I like walking people through the thought experiment/scenario "Okay, you're a moderately-sized village of stationary agriculturalists in the Neolithic, and young men from hunter-gatherer tribes keep wandering by to hunt your livestock and gather your crops, because they find your idea that a person can 'own' such things, and that plants and animals aren't just there for whoever can take them, laughable and absurd, and mock you for the labor you put into cultivating those things instead of relying on the bounty of nature like a real man." Then ask what, after you defeat any of these raiders in a battle to defend your stuff, do you do with your defeated foe? Point out the strategic reasons (as pointed out by the likes of Sun Tzu) why you can't just kill or cripple them all. But why you also cannot just let them go to keep trying again. And then pointing out that a Neolithic farming village lacks the surplus to feed and house an idle prisoner. Then ask who supervises the prisoner you've put to work? Why would the prisoner submit to this person? Wouldn't it make sense to have it be the same guy who defeated and captured him in the first place, then? But why would this person take such a job? What does he get out of it? Can you trade that role to someone else?… and so on, through careful Socratic dialogue.

I love the looks on their faces when they finally realize what solution they've "invented."

Edit: Plus, you might also find the writings of George Fitzhugh interesting. A socialist who was answering the "socialism is state-run slavery" argument with a "chad yes" long before libertarian-types were around to make it. Who condemned the racist character of Southern chattel slavery… on the grounds that white people should be enslaved too.

on the grounds that white people should be enslaved too.

They were. It was called "indentured servitude". Yes, I know it wasn't hereditary, but for the person in it there wasn't too much difference in that.

BTW, returning to your Neolithic example, the question now if this prisoner finds a nice girl who wants to marry him and produces children, why shouldn't those be free? The whole argument does not work there if you want to make it hereditary.

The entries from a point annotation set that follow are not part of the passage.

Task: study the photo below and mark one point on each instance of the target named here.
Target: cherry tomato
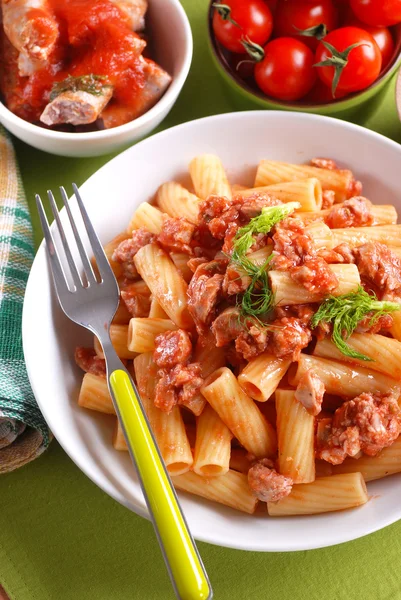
(252, 19)
(380, 13)
(272, 4)
(322, 94)
(360, 69)
(303, 14)
(286, 72)
(381, 35)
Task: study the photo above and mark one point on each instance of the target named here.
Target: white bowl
(111, 195)
(172, 38)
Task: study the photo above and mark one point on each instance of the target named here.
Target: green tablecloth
(62, 538)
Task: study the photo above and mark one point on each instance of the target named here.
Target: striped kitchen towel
(24, 434)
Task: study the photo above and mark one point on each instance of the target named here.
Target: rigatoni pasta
(263, 365)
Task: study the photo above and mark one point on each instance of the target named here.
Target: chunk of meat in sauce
(227, 326)
(125, 252)
(235, 281)
(355, 212)
(368, 423)
(172, 348)
(217, 212)
(177, 235)
(177, 385)
(379, 265)
(310, 391)
(316, 276)
(89, 361)
(285, 338)
(292, 245)
(288, 336)
(137, 305)
(252, 342)
(205, 291)
(328, 199)
(266, 484)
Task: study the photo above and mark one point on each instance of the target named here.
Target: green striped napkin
(24, 434)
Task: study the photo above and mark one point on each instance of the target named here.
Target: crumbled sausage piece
(328, 199)
(292, 245)
(172, 348)
(355, 212)
(176, 235)
(235, 280)
(379, 265)
(266, 484)
(217, 212)
(252, 342)
(205, 291)
(316, 276)
(227, 326)
(89, 361)
(125, 252)
(288, 336)
(137, 305)
(368, 423)
(310, 391)
(177, 386)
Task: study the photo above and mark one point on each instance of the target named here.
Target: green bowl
(245, 93)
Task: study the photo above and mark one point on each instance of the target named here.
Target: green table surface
(62, 538)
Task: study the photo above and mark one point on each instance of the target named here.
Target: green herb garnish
(345, 312)
(263, 223)
(258, 298)
(92, 84)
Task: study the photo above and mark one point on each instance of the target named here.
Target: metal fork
(93, 304)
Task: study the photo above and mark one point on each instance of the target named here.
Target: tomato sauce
(94, 38)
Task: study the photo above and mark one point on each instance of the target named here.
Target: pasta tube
(387, 462)
(175, 200)
(261, 376)
(326, 494)
(357, 236)
(239, 413)
(308, 192)
(210, 359)
(321, 234)
(382, 214)
(212, 446)
(231, 489)
(209, 177)
(143, 332)
(341, 379)
(384, 352)
(168, 429)
(119, 339)
(272, 172)
(295, 433)
(156, 311)
(287, 291)
(165, 282)
(147, 217)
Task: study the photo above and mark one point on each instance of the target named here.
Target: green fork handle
(184, 564)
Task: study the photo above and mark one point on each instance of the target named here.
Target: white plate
(111, 195)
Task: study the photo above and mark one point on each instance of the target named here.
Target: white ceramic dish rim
(335, 537)
(170, 95)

Then ask what, after you defeat any of these raiders in a battle to defend your stuff, do you do with your defeated foe?

Investigate the root causes of their raiding.

More seriously, your hypothetical does give an interesting conclusion; if you wish to maintain a 'Jeffersonian' society and are unwilling to resort to slavery, you kind of just have to kill the invaders. That being said, the 13th amendment does exclude coerced labor as a consequence of legal punishment from the abolition and coercing prisoners to do labor is more or less common in even rich nations, so I'm not sure using the defeated raiders for coerced labor is de-facto condemned even now.